Supporting the Arts in Western Massachusetts and Beyond

February 21, 2009

"Who's Afraid of Virginia Woolf"

Exit 7 Players, Ludlow MA
through February 28, 2009
By Donna Bailey-Thompson

This outstanding production of "Who’s Afraid of Virginia Woolf" is a triumph worthy of an Off Broadway venue. Under the sensitive, vigorous direction of Marck Morrison, playwright Edward Albee’s masterpiece is as fresh and cogent today as when its debut rocked Broadway in 1962. Four accomplished actors give stellar performances – Claire Bertrand (Martha), Bob Laviolette (George), Jami Byrne Wilson (Honey), and Brian Dickey (Nick). There is not one false note during the play’s three hours. From the blaring opening scene through the final heart-wrenching moments, Ludlow’s Exit 7 Players present riveting first-rate theater.

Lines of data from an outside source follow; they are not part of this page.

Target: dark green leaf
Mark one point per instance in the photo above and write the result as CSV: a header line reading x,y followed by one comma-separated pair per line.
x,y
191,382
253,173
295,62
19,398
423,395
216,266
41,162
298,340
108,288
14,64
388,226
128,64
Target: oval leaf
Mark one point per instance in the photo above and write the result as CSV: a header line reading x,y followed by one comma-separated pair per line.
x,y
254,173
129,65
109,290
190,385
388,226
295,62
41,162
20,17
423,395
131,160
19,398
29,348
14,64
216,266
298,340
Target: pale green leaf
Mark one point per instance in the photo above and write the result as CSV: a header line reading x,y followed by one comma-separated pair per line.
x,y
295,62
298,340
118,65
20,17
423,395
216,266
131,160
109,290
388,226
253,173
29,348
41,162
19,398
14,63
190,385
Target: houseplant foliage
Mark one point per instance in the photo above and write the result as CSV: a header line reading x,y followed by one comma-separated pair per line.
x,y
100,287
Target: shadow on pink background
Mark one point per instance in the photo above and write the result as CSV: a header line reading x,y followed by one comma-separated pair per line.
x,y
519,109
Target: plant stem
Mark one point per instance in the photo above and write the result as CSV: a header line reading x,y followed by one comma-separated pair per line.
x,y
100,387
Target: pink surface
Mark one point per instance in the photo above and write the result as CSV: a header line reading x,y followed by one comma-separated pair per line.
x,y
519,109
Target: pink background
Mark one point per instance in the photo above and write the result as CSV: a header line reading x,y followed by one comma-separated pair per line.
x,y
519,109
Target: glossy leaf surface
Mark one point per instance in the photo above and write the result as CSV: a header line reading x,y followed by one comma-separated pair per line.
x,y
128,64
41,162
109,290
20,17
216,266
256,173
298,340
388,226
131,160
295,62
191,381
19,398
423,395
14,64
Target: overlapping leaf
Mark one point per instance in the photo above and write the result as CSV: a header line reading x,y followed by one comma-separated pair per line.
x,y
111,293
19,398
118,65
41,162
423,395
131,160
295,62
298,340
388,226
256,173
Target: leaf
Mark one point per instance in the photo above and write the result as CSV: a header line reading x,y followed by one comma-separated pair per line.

A bare-bones, no-meat synopsis of the play: Martha and George are serious swillers of booze who have honed verbal abuse to an outrageous art form. After they arrive home from a faculty gathering, Martha informs George that she has invited a young teacher, Nick, and his wife, Honey, to stop by for a drink. Throughout the night into the dawn, emotional mayhem prevails. Scabrous exchanges substitute for polite conversation. Terrible psychological scars are semi-exposed that beg the question: truth or illusion? Regardless, there is "blood under the bridge."

Each actor skillfully balances the character’s facade with its underlying reality. George and Martha’s symbiotic relationship hovers at a parasitic level; both Laviolette and Bertrand through subtle body language convey within their mutual contempt a complicated, revengeful respect. Nick, the supposedly fair-haired young man is exposed as being as unscrupulous as his hosts. His fragile wife Honey’s slow motion progression from tipsy into alcoholic stupor is pantomimed virtuosity. Throughout all three acts, Morrison’s directorial skills have become the actors’ own. His respect for the audience’s need to absorb their insight into Martha and George’s convoluted natures is the gift of decompression – a protracted final scene of George putting the house to bed before he cradles Martha, his spent other.

Productions of this caliber demonstrate that the bottom line difference between a quality community theater and a regional or NYC venue is money: the pros are salaried, whereas the "amateurs" are dedicated volunteers. Those who lump all community theater into a slapdash hobby category will have their parochial opinions torpedoed by Exit 7's "...Virginia Woolf."

Be advised: for mature audiences only.